Luther’s Excommunication
2 Min Read
To be excommunicated by the Roman Catholic Church is to be told that your soul is damned to hell. In this brief clip, Stephen Nichols explains how Martin Luther responded to his excommunication.
Every Friday, listen to a new episode of the Luther: In Real Time podcast. Season 2 continues through the end of this year, leading you through Martin Luther’s dramatic story at the dawn of the Reformation.
Transcript
My favorite response from the Roman Catholic Church to Luther’s posting of the Ninety-Five Theses was Pope Leo X’s first response. When a copy of the theses finally made its way to him down in the Vatican, Leo X quipped, “Ah, the ramblings of a drunken German monk. He’ll think differently when he sobers up.” I think Leo X significantly underestimated what he was dealing with in this German monk. On the one hand, Luther never sobered up. This was only the beginning of the challenge between Luther and his church. From the posting of the Ninety-Five Theses until April of 1521 at Worms, there was one singular movement, and it ended with that decisive action of excommunicating Luther.

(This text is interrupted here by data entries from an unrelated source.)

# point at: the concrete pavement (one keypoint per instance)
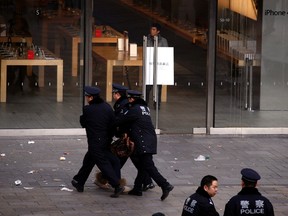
(46, 187)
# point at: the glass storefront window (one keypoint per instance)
(250, 74)
(39, 89)
(47, 91)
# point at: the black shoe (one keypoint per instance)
(117, 191)
(149, 186)
(135, 192)
(75, 184)
(165, 191)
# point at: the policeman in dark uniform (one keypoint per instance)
(200, 203)
(141, 131)
(97, 119)
(249, 201)
(120, 107)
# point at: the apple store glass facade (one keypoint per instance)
(229, 68)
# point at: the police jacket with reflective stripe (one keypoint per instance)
(249, 202)
(139, 127)
(199, 204)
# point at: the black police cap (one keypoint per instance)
(91, 91)
(118, 88)
(250, 175)
(133, 94)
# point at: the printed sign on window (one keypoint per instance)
(165, 65)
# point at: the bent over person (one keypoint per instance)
(141, 131)
(249, 200)
(97, 119)
(200, 203)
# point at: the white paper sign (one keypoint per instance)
(165, 66)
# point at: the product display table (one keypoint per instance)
(49, 60)
(108, 35)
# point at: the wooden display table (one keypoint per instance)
(71, 32)
(14, 61)
(112, 57)
(17, 39)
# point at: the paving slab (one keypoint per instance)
(45, 188)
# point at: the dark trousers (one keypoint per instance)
(146, 178)
(148, 90)
(107, 163)
(148, 168)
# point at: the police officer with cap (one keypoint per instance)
(249, 200)
(120, 107)
(97, 119)
(141, 131)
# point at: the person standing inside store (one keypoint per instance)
(162, 42)
(249, 200)
(200, 203)
(97, 119)
(140, 129)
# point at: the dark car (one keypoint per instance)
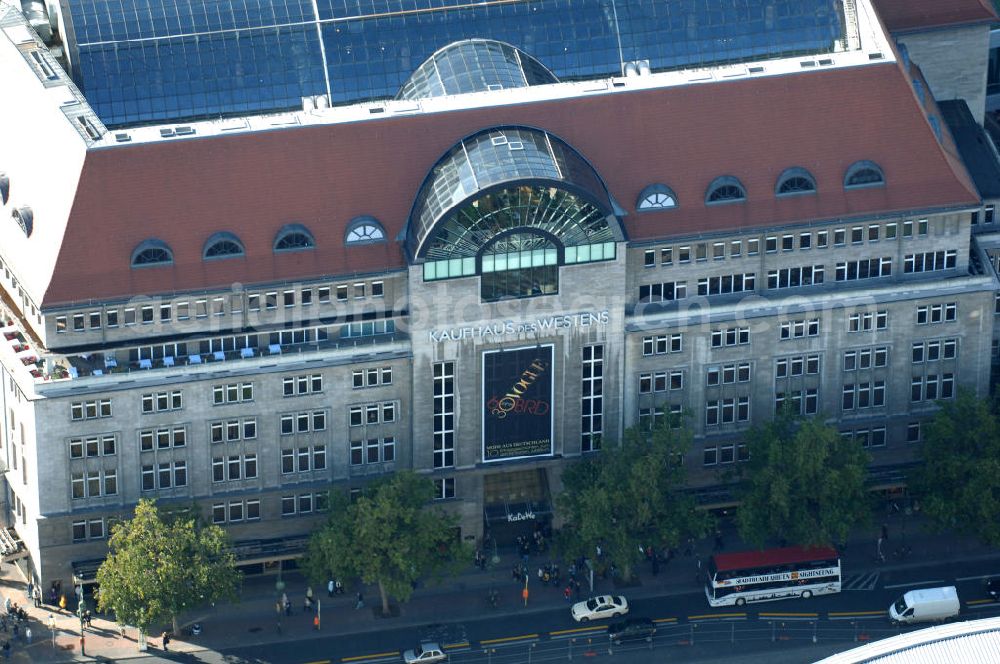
(632, 629)
(993, 588)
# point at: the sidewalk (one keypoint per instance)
(254, 621)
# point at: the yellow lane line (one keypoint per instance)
(510, 638)
(358, 658)
(595, 628)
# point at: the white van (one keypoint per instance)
(926, 604)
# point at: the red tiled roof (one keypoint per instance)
(252, 184)
(908, 15)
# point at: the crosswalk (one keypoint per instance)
(866, 581)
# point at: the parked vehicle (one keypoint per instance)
(926, 604)
(425, 653)
(631, 629)
(993, 588)
(595, 608)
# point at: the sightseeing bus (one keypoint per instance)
(762, 576)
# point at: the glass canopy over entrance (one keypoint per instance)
(141, 61)
(511, 204)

We need to remember what this means. This is a moment in time when to be outside of the Roman Catholic Church meant that you are outside of salvation. The Roman Catholic Church at this time believed that it held the keys to the kingdom. Literally, when Christ said to Peter, “You are Peter, and upon this rock, I will build my church,” that was taken as Christ giving the keys of heaven to Peter. Then, as Roman Catholic doctrine understands it through Apostolic succession, Leo X was now the holder of the keys. That decision to excommunicate Luther meant nothing short of saying we are condemning you. We are saying that your soul is damned to hell.
That was the result of the Ninety-Five Theses. That’s how the Roman Catholic Church fundamentally responded to Luther. How did Luther respond? “Well, you’re not the true church. You’ve abandoned your calling as the church. The true church is the church that preaches the Word of God—that preaches the gospel. And the true church is the church that exercises the sacraments aright and according to the Word of God.”